That's enough.

And maybe it can even be a little easier for Russia to deal with the United States when Trump's whimsy disappears.

The United States is portrayed as Russia's great enemy, but knowing where its opponent is and being able to see where difficulties and threats are makes the job easier for the Kremlin.

Still, it is, of course, negative for President Putin and the stormy oligarchs who control Russia that the hope of abolished sanctions is fading.

The new US administration will not forget Russia's involvement in Trump's victory four years ago, will not accept Russia's seizure of the Crimean peninsula or the aggression in eastern Ukraine, and will respond more clearly to new Russians trying to disrupt the US and EU. 

"Putin knows Biden will be more principled"

Even worse for the Kremlin is probably that the United States will now probably try to regain the global leadership role that the United States abdicated from under Trump.

A weaker and more fragmented EU and an American president who openly slandered NATO member countries increased Russia's influence.

Putin knows, and is prepared for, that Biden will be far more principled than Trump.

That Biden would - like George Bush, Barack Obama, and Donald Trump - try to "restart" relations with the Kremlin is also almost impossible.

When Bush first met Putin in 2001, he said he had seen Putin in his eyes and could feel his soul.

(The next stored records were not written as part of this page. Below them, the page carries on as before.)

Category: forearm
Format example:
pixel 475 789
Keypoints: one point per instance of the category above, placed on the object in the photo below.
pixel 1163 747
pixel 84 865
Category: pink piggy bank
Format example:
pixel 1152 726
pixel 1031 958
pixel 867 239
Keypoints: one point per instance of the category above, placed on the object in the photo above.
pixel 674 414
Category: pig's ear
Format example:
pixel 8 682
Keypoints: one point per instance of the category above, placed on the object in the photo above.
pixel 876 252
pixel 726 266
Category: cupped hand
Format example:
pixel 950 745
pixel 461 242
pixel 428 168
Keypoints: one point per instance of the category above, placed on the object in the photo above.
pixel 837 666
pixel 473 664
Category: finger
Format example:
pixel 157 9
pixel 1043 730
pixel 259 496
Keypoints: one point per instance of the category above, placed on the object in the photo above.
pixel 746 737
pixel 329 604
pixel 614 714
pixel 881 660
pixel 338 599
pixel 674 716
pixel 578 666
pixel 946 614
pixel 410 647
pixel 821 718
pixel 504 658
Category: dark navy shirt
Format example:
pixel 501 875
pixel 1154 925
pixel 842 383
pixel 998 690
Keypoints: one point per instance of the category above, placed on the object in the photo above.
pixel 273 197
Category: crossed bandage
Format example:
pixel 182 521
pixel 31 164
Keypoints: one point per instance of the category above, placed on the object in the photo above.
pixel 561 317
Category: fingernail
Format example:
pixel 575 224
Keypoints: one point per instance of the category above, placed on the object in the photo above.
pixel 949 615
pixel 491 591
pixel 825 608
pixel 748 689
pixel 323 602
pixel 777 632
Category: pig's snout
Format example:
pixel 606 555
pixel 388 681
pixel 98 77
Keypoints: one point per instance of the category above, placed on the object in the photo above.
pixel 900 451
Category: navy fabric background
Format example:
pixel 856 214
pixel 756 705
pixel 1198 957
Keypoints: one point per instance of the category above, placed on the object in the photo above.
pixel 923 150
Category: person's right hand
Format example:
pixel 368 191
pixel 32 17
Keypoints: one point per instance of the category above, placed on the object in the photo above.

"Learn to be cool between the countries in the future"

After a meeting with Putin in 2011, Biden told him:

- I've seen you in the eyes, and I do not think you have a soul.

"We understand each other," Putin replied.

So it will probably be chilly between the countries in the future.

In the areas where it is possible, both diplomatic contacts and practical cooperation may be facilitated if the United States under Biden gets a more well-thought-out foreign policy.

But a more well-thought-out US foreign policy is also likely to pose significant difficulties for Putin.